Um dos homens apontou uma metralhadora na direção deles e estava prestes a atirar quando a garota avançou para cima dele e arrancou-lhe o braço com uma só mordida. O gosto do sangue a excitava tanto quanto seu cheiro, mexia com a besta que morava dentro dela, mas a idéia de mastigar um pedaço de gente não era nem um pouco agradável e ela o cuspiu de volta. Chuva rubra, que estava mais próximo de Michele do que Lâmina reluzente gargalhou ao ver seu gesto de “misericórdia”.
- Ouça bem, filhote: aqui não há nenhum inocente, são todos servos da Wirm. Não baixe a sua guarda ou nós vamos ter que te tirar daqui dentro de um saco preto!
- Isso não quer dizer que eu deveria comê-los, não é?! – retrucou Michele, na língua dos garou.
- Não criança, isso é um crime perante Gaia. Mas não exponha suas fraquezas diante do inimigo! – dessa vez, o aviso partiu de Lâmina reluzente.
Mais um grupo de homens invadiu o clube e a disputa, que já estava praticamente encerrada devido à interferência dos garous, recomeçou. Os dois mais experientes conseguiam desviar das balas sem muita dificuldade e até mesmo rebatê-las com sua arma, como era o caso de Lâmina reluzente. Michele, entretanto, foi atingida por uma grande quantidade delas.

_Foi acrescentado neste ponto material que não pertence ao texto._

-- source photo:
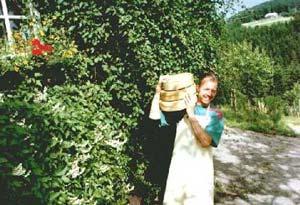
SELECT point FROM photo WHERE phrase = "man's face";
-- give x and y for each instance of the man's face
(207, 92)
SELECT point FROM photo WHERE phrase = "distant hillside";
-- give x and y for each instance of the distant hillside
(283, 7)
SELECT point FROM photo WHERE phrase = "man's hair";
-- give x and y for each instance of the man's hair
(208, 76)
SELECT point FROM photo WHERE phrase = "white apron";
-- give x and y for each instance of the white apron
(191, 173)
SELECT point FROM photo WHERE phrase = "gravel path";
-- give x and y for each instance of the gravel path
(253, 168)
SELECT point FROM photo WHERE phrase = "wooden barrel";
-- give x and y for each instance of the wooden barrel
(174, 89)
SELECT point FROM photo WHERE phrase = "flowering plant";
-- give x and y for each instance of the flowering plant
(38, 48)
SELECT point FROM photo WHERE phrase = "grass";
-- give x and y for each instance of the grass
(293, 120)
(257, 121)
(267, 22)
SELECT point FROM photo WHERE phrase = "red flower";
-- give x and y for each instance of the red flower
(38, 48)
(36, 52)
(36, 42)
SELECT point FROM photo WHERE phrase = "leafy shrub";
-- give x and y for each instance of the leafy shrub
(120, 48)
(67, 147)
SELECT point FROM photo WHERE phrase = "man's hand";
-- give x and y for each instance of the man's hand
(190, 104)
(162, 79)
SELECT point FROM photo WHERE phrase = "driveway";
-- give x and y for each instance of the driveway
(253, 168)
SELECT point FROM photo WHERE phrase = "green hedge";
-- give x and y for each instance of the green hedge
(79, 107)
(69, 145)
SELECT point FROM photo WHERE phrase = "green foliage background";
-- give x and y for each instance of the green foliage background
(66, 123)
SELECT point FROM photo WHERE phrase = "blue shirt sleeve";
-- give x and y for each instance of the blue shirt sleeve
(215, 127)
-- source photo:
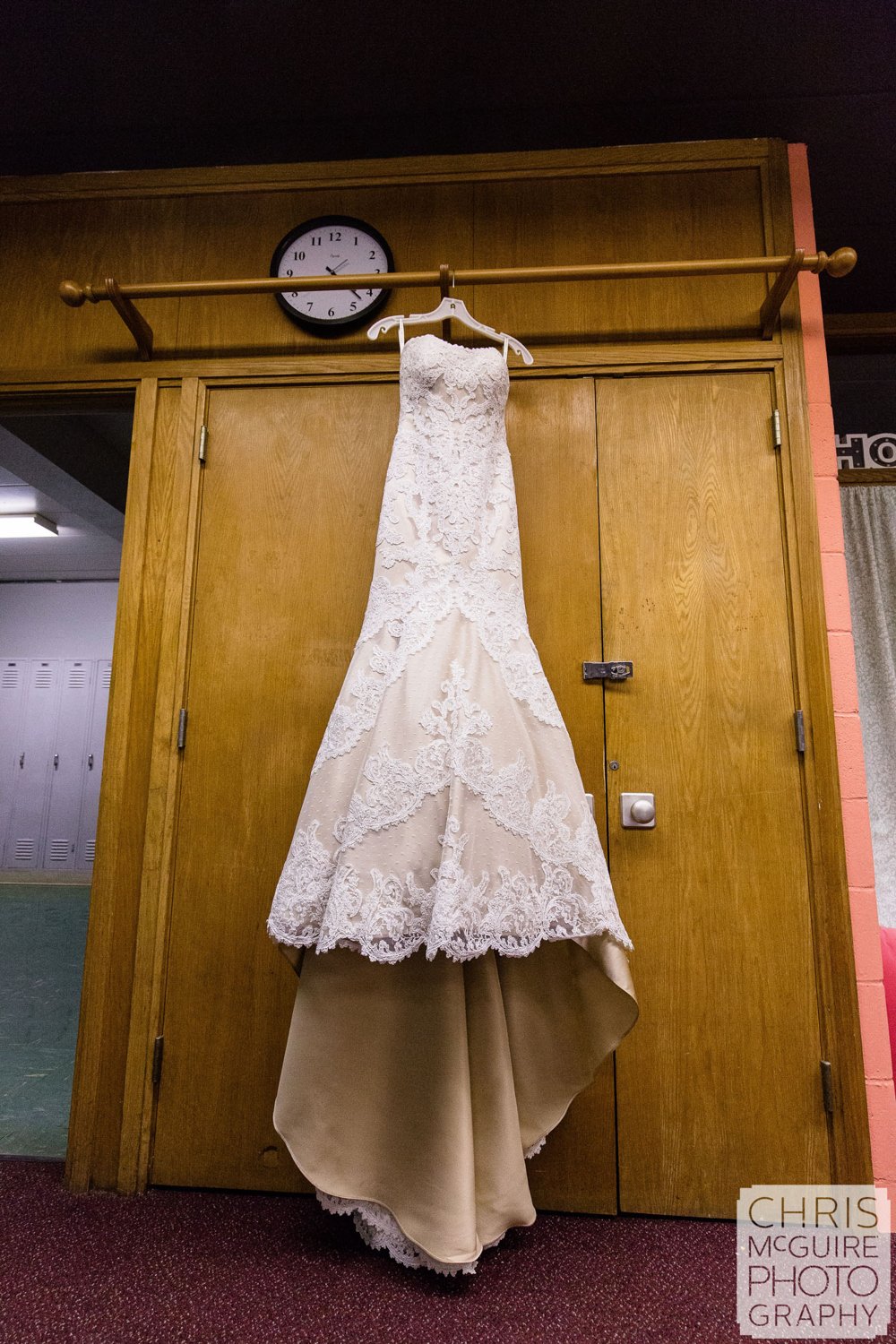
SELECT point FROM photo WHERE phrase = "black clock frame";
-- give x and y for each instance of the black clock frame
(335, 325)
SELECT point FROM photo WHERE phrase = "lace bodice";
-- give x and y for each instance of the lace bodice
(447, 537)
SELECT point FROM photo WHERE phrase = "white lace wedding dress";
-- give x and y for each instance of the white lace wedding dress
(446, 862)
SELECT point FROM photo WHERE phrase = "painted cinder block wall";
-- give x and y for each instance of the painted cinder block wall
(860, 863)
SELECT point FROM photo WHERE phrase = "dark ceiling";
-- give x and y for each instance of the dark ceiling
(105, 86)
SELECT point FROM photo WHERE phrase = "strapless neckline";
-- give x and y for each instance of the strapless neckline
(473, 349)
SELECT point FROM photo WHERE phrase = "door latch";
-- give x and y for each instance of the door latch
(606, 671)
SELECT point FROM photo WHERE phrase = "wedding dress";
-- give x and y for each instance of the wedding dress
(469, 968)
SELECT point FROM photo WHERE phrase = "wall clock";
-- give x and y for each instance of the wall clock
(332, 244)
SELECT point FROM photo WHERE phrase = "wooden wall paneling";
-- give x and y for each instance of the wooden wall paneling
(177, 521)
(718, 895)
(409, 169)
(151, 225)
(225, 239)
(676, 201)
(43, 244)
(656, 215)
(284, 559)
(381, 359)
(839, 996)
(102, 1037)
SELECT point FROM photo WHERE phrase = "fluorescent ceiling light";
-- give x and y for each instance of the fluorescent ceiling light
(27, 524)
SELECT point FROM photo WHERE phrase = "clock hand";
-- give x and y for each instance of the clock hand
(339, 268)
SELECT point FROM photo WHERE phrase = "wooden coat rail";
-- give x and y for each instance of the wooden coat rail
(788, 268)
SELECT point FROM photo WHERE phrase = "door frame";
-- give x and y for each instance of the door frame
(172, 580)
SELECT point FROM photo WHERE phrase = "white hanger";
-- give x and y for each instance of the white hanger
(449, 306)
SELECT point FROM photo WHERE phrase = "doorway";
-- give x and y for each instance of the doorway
(64, 480)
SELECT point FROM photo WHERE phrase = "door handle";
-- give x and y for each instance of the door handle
(638, 811)
(606, 671)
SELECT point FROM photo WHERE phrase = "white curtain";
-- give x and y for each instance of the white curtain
(869, 531)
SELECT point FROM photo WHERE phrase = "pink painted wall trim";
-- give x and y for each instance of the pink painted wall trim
(860, 865)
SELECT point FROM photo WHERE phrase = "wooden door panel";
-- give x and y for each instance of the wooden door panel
(285, 554)
(719, 1082)
(551, 433)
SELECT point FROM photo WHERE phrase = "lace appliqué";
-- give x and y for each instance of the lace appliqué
(379, 1228)
(447, 539)
(323, 900)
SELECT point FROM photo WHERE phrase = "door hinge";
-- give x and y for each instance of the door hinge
(826, 1086)
(159, 1045)
(799, 728)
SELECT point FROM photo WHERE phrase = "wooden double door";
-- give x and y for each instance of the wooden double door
(653, 521)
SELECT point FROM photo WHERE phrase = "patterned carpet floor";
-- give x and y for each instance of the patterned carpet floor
(225, 1268)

A dor era incômoda, mas a forma Crinos permitia que seu metabolismo acelerado curasse ainda mais rápido qualquer ferimento que não fosse feito por prata.
Michele urrou de fúria e se voltou na direção do bando que a havia atingido. Alguns deles largaram as armas no chão e correram apavorados, mas a maioria continuou a atirar. A garou emitiu um uivo estrondoso e forte, tão poderoso que fez com parte dos destroços que haviam pelo local – e até mesmo algumas das balas – retornassem na direção dos atiradores, que não resistiram ao contra-ataque dela.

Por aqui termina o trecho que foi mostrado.